Ci si aspetta la continua ricerca di prodotti nanotecnologici di pretrattamento capaci di migliorare la qualità del ciclo di verniciatura anche prescindendo dalle fasi intermedie di fosfatazione. Questa linea di tendenza è confermata dal lancio di “Pronortec” da parte dell’italiana Chemtec, un prodotto nanotecnologico basato su una chimica originale (composti organici del fosforo) rispetto ai prodotti attualmente disponibili, applicato con la tecnica della nebulizzazione alle superfici metalliche, che sta evidenziando prestazioni superiori a quelli tipici della fosfatazione tricationica – 800 ore di resistenza alla corrosione in nebbia salina di un ciclo Pronortech/cataforesi o Pronortech/polveri (80 micron) – rispetto alle 500 ore considerato lo standard dei processi che sostituisce.

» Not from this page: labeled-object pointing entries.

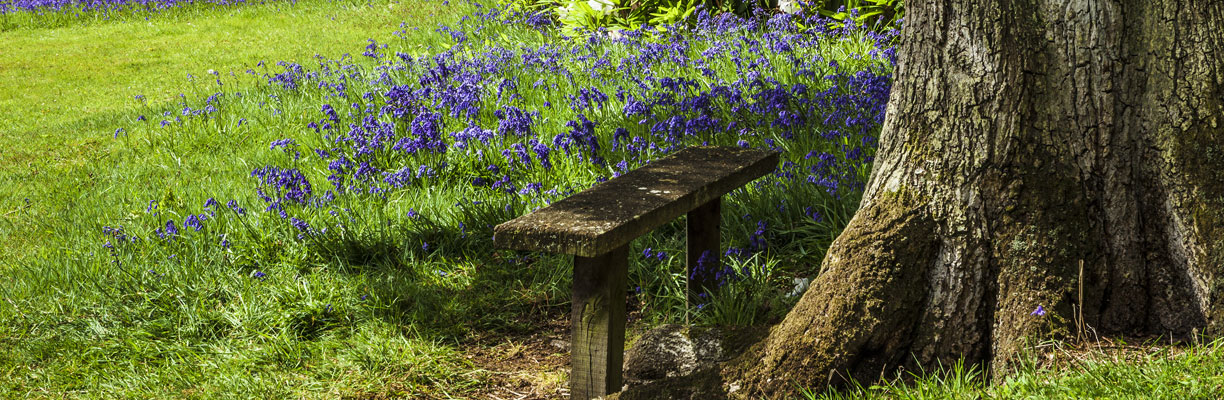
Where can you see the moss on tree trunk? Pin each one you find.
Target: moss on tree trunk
(1023, 137)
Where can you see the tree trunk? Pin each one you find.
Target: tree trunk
(1023, 137)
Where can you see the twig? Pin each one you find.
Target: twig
(17, 308)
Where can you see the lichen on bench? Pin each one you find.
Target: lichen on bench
(596, 228)
(618, 211)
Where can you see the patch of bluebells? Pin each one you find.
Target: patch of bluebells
(524, 125)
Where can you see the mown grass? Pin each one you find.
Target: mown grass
(277, 314)
(66, 89)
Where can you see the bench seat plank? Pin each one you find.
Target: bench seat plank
(618, 211)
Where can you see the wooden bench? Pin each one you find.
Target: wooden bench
(597, 225)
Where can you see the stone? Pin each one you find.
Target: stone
(671, 351)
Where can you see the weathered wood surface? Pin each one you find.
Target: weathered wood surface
(597, 321)
(618, 211)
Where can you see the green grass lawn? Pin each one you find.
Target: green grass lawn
(66, 89)
(398, 305)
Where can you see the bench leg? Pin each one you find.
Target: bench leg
(597, 323)
(703, 250)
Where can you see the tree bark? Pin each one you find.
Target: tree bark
(1021, 138)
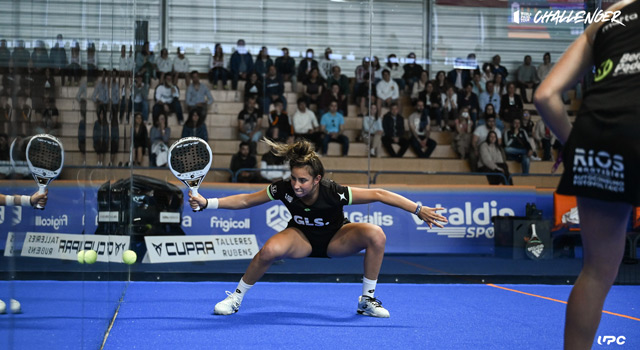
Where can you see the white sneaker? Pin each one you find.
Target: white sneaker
(369, 306)
(229, 305)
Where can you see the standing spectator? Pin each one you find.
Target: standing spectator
(326, 64)
(286, 68)
(306, 65)
(164, 64)
(140, 139)
(462, 139)
(526, 78)
(387, 90)
(412, 70)
(250, 124)
(58, 58)
(244, 160)
(511, 105)
(241, 64)
(305, 124)
(491, 160)
(217, 70)
(518, 146)
(140, 98)
(332, 124)
(280, 130)
(372, 131)
(394, 133)
(262, 63)
(273, 90)
(101, 136)
(195, 126)
(419, 125)
(313, 86)
(341, 79)
(198, 96)
(167, 99)
(181, 67)
(159, 137)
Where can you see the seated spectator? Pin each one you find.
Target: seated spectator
(468, 99)
(491, 160)
(181, 67)
(511, 105)
(420, 127)
(101, 136)
(167, 100)
(326, 64)
(313, 87)
(273, 90)
(286, 68)
(274, 168)
(394, 132)
(412, 70)
(372, 131)
(332, 124)
(418, 86)
(305, 124)
(262, 63)
(396, 71)
(217, 70)
(164, 64)
(387, 90)
(280, 129)
(198, 96)
(159, 137)
(241, 64)
(527, 78)
(462, 139)
(244, 160)
(140, 139)
(341, 79)
(332, 94)
(195, 126)
(518, 145)
(250, 124)
(449, 101)
(306, 65)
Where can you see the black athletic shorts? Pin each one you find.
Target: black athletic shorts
(319, 239)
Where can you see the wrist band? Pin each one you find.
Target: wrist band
(212, 203)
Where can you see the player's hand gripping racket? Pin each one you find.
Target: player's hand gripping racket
(534, 248)
(190, 160)
(45, 157)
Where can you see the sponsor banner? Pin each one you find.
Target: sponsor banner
(168, 249)
(65, 246)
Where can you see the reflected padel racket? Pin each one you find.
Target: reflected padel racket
(190, 159)
(45, 157)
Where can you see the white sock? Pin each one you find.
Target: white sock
(242, 288)
(368, 286)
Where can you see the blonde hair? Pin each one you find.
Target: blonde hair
(299, 154)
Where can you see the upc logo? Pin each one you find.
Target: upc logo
(611, 339)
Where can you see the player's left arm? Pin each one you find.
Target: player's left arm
(370, 195)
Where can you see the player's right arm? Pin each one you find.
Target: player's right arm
(238, 201)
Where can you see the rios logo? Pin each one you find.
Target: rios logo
(467, 222)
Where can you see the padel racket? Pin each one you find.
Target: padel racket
(45, 157)
(534, 248)
(190, 160)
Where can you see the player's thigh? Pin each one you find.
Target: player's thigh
(289, 243)
(353, 237)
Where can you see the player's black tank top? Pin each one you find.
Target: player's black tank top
(616, 52)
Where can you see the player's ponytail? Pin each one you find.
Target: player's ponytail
(299, 154)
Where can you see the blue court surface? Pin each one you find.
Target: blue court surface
(286, 315)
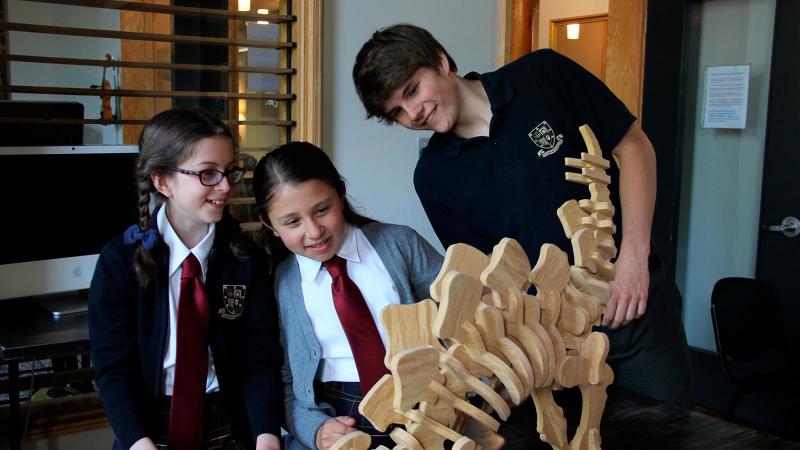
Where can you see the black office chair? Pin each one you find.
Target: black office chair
(749, 335)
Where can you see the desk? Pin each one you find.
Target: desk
(28, 331)
(635, 422)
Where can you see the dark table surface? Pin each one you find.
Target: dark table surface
(634, 422)
(28, 330)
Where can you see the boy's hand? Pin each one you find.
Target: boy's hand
(268, 441)
(333, 429)
(143, 444)
(629, 289)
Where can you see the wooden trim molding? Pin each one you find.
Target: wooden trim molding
(307, 82)
(625, 46)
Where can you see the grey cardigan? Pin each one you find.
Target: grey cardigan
(412, 264)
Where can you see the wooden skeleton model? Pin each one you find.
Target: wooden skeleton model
(487, 331)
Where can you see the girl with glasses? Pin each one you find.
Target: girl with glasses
(182, 321)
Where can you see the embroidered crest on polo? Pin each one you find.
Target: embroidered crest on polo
(546, 139)
(233, 296)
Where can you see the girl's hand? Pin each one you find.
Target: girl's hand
(143, 444)
(332, 430)
(268, 441)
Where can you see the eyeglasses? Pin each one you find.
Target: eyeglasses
(211, 177)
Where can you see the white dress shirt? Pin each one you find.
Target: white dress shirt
(177, 253)
(367, 271)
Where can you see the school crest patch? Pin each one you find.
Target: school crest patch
(233, 296)
(546, 139)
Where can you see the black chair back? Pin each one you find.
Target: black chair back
(745, 318)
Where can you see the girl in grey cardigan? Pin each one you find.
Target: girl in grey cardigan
(301, 200)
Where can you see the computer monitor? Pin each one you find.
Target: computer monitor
(66, 203)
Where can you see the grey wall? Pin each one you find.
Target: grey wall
(378, 161)
(721, 186)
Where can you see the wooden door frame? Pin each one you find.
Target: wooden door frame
(649, 84)
(518, 29)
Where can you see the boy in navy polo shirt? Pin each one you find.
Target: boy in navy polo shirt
(494, 167)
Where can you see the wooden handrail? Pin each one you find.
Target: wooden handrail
(132, 93)
(114, 34)
(169, 9)
(277, 123)
(145, 65)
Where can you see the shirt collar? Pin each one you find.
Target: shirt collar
(177, 250)
(500, 93)
(310, 268)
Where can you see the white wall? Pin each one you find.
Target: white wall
(378, 161)
(721, 191)
(560, 9)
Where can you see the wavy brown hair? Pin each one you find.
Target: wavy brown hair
(389, 59)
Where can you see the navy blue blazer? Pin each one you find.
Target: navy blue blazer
(128, 332)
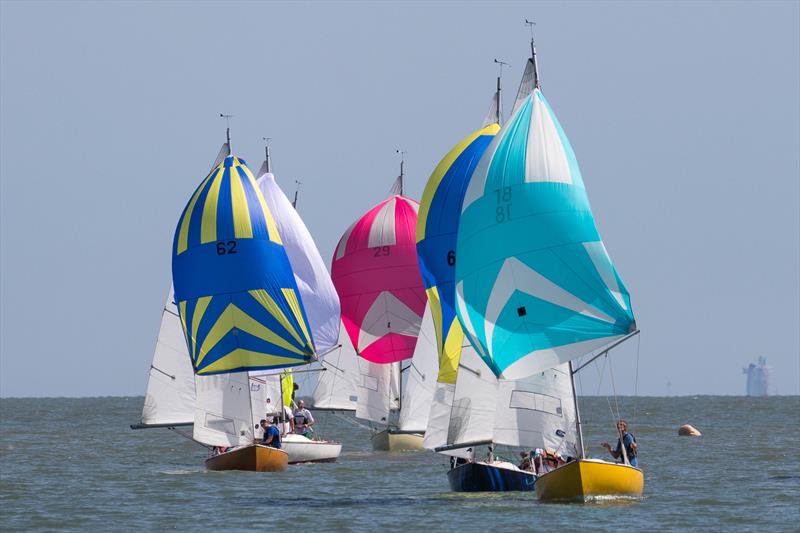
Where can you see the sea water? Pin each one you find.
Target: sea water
(73, 463)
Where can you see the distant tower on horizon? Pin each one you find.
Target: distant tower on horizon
(758, 376)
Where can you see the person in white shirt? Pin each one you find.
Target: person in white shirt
(303, 420)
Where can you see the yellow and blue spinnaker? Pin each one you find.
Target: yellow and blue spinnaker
(437, 227)
(234, 287)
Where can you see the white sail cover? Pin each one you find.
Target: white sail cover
(337, 387)
(421, 383)
(317, 293)
(378, 391)
(538, 411)
(222, 415)
(474, 401)
(170, 386)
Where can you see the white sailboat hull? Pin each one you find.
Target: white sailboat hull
(389, 441)
(305, 450)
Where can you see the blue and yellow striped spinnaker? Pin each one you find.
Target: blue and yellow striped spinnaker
(437, 227)
(234, 287)
(535, 286)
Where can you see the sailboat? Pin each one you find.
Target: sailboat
(535, 287)
(472, 408)
(240, 310)
(375, 272)
(316, 292)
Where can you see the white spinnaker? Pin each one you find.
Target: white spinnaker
(337, 387)
(317, 292)
(538, 411)
(378, 391)
(474, 401)
(170, 386)
(421, 383)
(222, 415)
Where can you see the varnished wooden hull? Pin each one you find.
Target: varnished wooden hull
(253, 458)
(590, 479)
(388, 441)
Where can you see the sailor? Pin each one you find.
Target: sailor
(525, 463)
(303, 420)
(272, 435)
(626, 439)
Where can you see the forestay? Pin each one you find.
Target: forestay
(317, 292)
(236, 293)
(535, 286)
(337, 388)
(419, 388)
(170, 385)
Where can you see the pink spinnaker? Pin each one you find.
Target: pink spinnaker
(376, 273)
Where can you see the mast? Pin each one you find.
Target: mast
(266, 150)
(227, 130)
(402, 161)
(581, 450)
(536, 83)
(296, 191)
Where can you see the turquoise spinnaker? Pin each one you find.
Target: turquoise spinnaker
(234, 287)
(535, 286)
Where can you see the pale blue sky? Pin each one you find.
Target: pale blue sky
(684, 118)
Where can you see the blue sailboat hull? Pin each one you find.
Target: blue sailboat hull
(481, 477)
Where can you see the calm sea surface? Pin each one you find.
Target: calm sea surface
(74, 464)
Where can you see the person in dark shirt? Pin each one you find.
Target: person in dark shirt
(272, 435)
(625, 439)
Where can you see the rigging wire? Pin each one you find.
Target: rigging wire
(636, 380)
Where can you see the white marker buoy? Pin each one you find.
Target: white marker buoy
(688, 431)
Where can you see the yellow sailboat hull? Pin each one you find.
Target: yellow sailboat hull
(396, 442)
(588, 479)
(255, 458)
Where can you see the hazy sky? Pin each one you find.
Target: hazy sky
(684, 118)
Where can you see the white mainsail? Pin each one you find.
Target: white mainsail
(317, 292)
(170, 386)
(420, 384)
(474, 401)
(223, 415)
(378, 391)
(538, 411)
(337, 387)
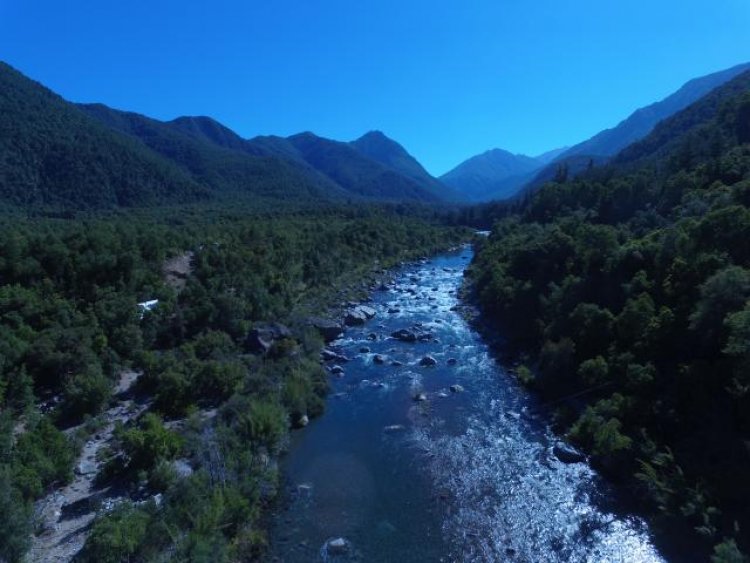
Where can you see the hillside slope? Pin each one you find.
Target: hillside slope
(626, 290)
(52, 154)
(389, 153)
(491, 175)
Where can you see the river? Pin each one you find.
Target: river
(463, 474)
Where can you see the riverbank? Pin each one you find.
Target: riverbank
(430, 451)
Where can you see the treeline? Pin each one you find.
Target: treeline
(70, 322)
(625, 295)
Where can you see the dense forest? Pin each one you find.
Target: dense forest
(70, 324)
(625, 294)
(58, 155)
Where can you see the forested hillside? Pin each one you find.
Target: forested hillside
(625, 294)
(70, 324)
(214, 157)
(52, 154)
(58, 155)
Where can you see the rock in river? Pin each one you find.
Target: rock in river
(336, 546)
(405, 335)
(328, 329)
(261, 338)
(428, 361)
(567, 454)
(330, 355)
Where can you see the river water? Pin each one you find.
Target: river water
(461, 476)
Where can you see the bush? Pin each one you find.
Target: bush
(116, 536)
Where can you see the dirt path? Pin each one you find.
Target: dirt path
(65, 516)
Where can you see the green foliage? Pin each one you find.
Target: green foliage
(117, 536)
(41, 457)
(15, 524)
(148, 443)
(727, 551)
(629, 286)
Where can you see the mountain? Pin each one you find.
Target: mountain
(491, 175)
(216, 157)
(549, 156)
(357, 173)
(699, 132)
(57, 154)
(601, 147)
(641, 122)
(386, 151)
(628, 291)
(52, 154)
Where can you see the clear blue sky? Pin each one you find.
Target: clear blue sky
(446, 79)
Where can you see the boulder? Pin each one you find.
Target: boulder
(301, 421)
(332, 356)
(405, 335)
(428, 361)
(355, 317)
(86, 467)
(263, 335)
(337, 546)
(567, 453)
(328, 329)
(369, 312)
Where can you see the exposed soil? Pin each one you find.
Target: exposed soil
(176, 270)
(64, 517)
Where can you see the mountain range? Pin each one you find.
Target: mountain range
(498, 174)
(54, 153)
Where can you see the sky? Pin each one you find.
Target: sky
(447, 80)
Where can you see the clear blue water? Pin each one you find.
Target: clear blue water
(465, 476)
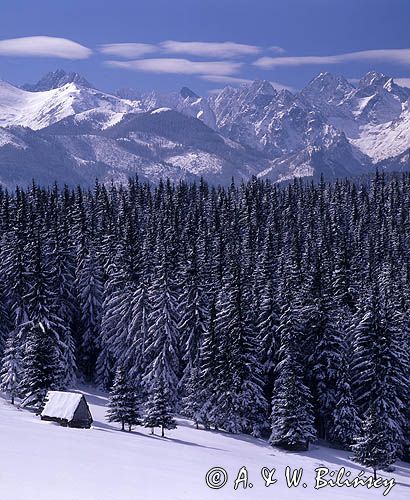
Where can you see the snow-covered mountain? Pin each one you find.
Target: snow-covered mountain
(74, 132)
(37, 110)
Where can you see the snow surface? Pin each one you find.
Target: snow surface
(160, 110)
(61, 404)
(40, 109)
(41, 460)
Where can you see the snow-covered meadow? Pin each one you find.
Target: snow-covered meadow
(41, 460)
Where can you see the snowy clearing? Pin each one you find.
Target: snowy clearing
(41, 460)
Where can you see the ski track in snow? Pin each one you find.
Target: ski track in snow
(41, 460)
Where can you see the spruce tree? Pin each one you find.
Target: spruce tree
(374, 447)
(10, 368)
(123, 402)
(158, 409)
(41, 365)
(345, 423)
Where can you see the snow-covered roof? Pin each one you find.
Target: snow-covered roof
(61, 404)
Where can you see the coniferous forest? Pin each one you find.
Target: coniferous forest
(258, 308)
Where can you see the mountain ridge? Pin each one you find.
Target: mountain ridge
(330, 127)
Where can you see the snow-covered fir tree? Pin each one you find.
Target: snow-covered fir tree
(158, 409)
(123, 405)
(10, 368)
(234, 296)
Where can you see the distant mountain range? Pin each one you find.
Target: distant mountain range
(62, 129)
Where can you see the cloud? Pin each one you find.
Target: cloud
(404, 82)
(128, 49)
(277, 49)
(178, 66)
(240, 81)
(223, 50)
(397, 56)
(43, 46)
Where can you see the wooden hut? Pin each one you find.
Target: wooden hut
(68, 409)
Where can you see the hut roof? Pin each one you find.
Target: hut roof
(61, 404)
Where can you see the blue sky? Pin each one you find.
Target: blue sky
(204, 44)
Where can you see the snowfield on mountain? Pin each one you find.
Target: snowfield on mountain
(330, 127)
(104, 463)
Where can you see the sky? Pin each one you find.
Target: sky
(203, 44)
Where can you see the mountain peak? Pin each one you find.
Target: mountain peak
(56, 79)
(262, 87)
(186, 92)
(373, 78)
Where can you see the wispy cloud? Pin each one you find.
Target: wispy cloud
(404, 82)
(397, 56)
(44, 46)
(127, 49)
(179, 66)
(223, 50)
(277, 49)
(240, 81)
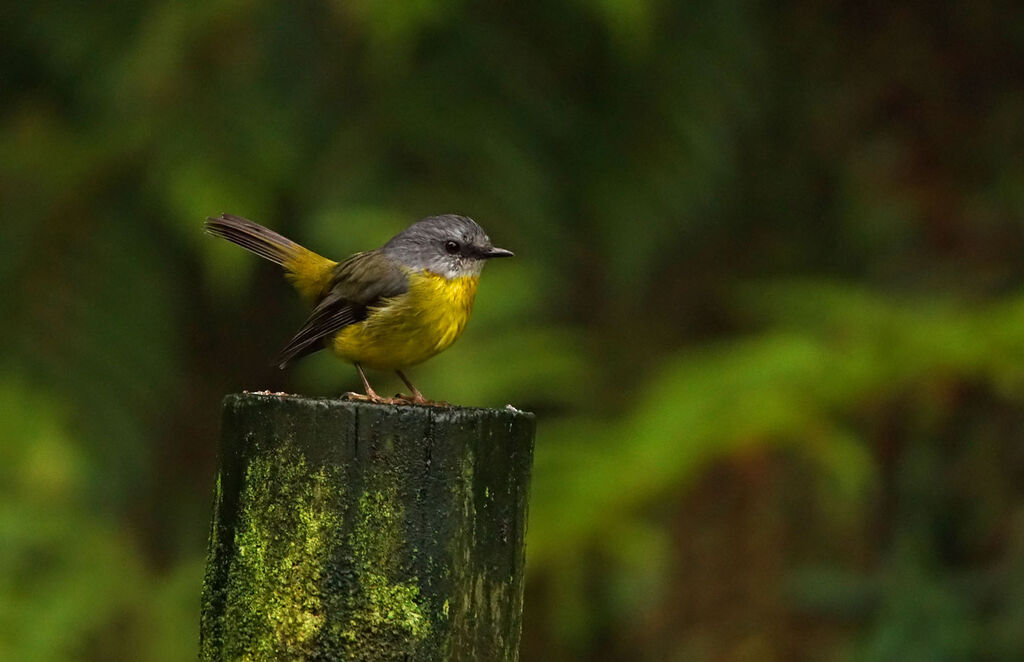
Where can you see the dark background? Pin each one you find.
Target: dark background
(767, 302)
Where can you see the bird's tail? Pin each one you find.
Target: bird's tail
(308, 272)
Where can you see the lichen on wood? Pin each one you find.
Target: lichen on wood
(360, 532)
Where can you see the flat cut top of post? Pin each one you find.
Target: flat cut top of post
(250, 397)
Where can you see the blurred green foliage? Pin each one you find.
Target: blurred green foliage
(766, 302)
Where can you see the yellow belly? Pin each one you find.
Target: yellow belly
(410, 328)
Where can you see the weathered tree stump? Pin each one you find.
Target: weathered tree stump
(348, 531)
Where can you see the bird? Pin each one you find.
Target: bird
(386, 308)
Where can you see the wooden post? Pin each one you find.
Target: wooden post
(348, 531)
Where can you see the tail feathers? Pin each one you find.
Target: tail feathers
(309, 273)
(253, 237)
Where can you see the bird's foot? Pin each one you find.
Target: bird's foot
(418, 399)
(368, 398)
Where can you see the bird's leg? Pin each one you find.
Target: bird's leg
(371, 395)
(417, 396)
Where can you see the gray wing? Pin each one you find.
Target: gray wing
(358, 284)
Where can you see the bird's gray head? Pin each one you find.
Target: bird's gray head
(449, 245)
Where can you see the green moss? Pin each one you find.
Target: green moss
(385, 620)
(285, 538)
(298, 587)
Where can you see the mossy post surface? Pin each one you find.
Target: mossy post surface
(349, 531)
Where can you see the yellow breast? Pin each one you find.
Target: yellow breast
(412, 327)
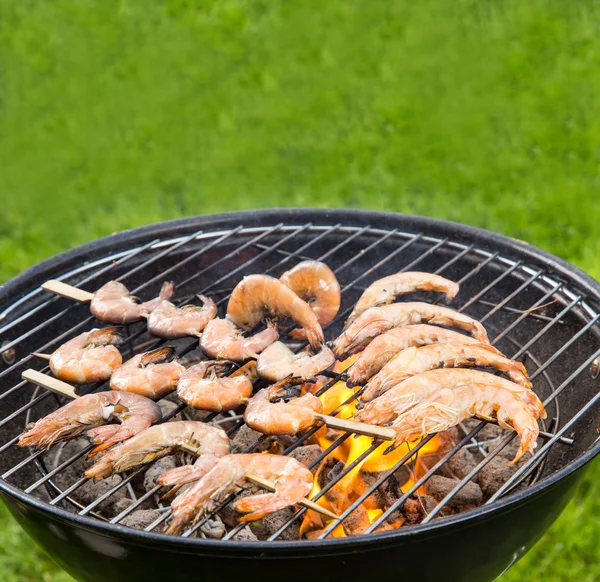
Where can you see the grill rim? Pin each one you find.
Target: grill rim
(465, 234)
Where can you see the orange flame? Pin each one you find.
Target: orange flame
(353, 485)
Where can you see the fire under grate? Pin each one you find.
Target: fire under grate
(530, 315)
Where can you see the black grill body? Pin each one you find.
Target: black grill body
(476, 545)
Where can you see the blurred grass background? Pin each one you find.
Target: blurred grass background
(114, 114)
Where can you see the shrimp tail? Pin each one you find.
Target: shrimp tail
(45, 435)
(157, 356)
(257, 506)
(167, 290)
(105, 336)
(206, 301)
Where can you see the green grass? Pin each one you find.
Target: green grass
(114, 114)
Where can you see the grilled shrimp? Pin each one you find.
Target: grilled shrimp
(386, 290)
(169, 322)
(451, 355)
(114, 304)
(448, 407)
(88, 414)
(201, 387)
(282, 418)
(415, 389)
(316, 283)
(292, 481)
(158, 441)
(377, 320)
(89, 357)
(222, 340)
(256, 296)
(278, 362)
(148, 374)
(384, 347)
(185, 474)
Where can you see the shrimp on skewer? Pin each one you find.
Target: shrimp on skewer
(282, 418)
(114, 304)
(448, 407)
(148, 374)
(450, 355)
(158, 441)
(292, 480)
(169, 322)
(201, 387)
(180, 476)
(88, 414)
(415, 389)
(377, 320)
(384, 347)
(89, 357)
(386, 290)
(278, 362)
(222, 340)
(256, 296)
(316, 283)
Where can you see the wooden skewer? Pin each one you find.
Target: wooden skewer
(67, 291)
(305, 502)
(378, 432)
(50, 383)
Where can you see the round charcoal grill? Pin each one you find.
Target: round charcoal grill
(535, 307)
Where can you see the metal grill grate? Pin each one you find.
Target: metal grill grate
(520, 305)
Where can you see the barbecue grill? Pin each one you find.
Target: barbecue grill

IL TUNNEL DI PRETRATTAMENTO 4.0


Come considerazione finale, richiamo il tema impiantistico. Mentre nello scorso decennio i sistemi di nebulizzazione hanno permesso l’aggiornamento e l’implementazione di una certa automazione del tunnel preesistente (in particolare, nella sua fase finale), pensiamo che oggi sia fondamentale pensare alla sua sostituzione, in modo da poter beneficiare dei grandi avanzamenti in termini di sensorizzazione, gestione digitale e tracciabilità dei prodotti che vi transitano. Sensorizzazione e digitalizzazione della gestione delle differenti fasi di processo sono oggi a disposizione, a costi d’investimento accessibili – presso i migliori impiantisti e/o i più avanzati produttori della chimica di pretrattamento. Consentono di ottenere una grande stabilità del processo – e dunque ugualmente l’uniformità dal risultato finale del ciclo di trattamento – e di ottimizzare i consumi di soluzioni, acque di processo e sistemi per il loro trattamento e riuso (nei casi più avanzati, fino ad ottenere lo scarico liquido zero). In quei mercati in cui sono messi a disposizione della struttura industriale sostegni concreti per l’implementazione di tecnologie abilitanti Industria 4.0, i nuovi tunnel ad alta automazione per processi nanotecnologici si caratterizzano per un ROI molto rapido, oltre a consentire un significativo miglioramento degli standard qualitativi rispetto a quanto sinora è stato possibile ottenere.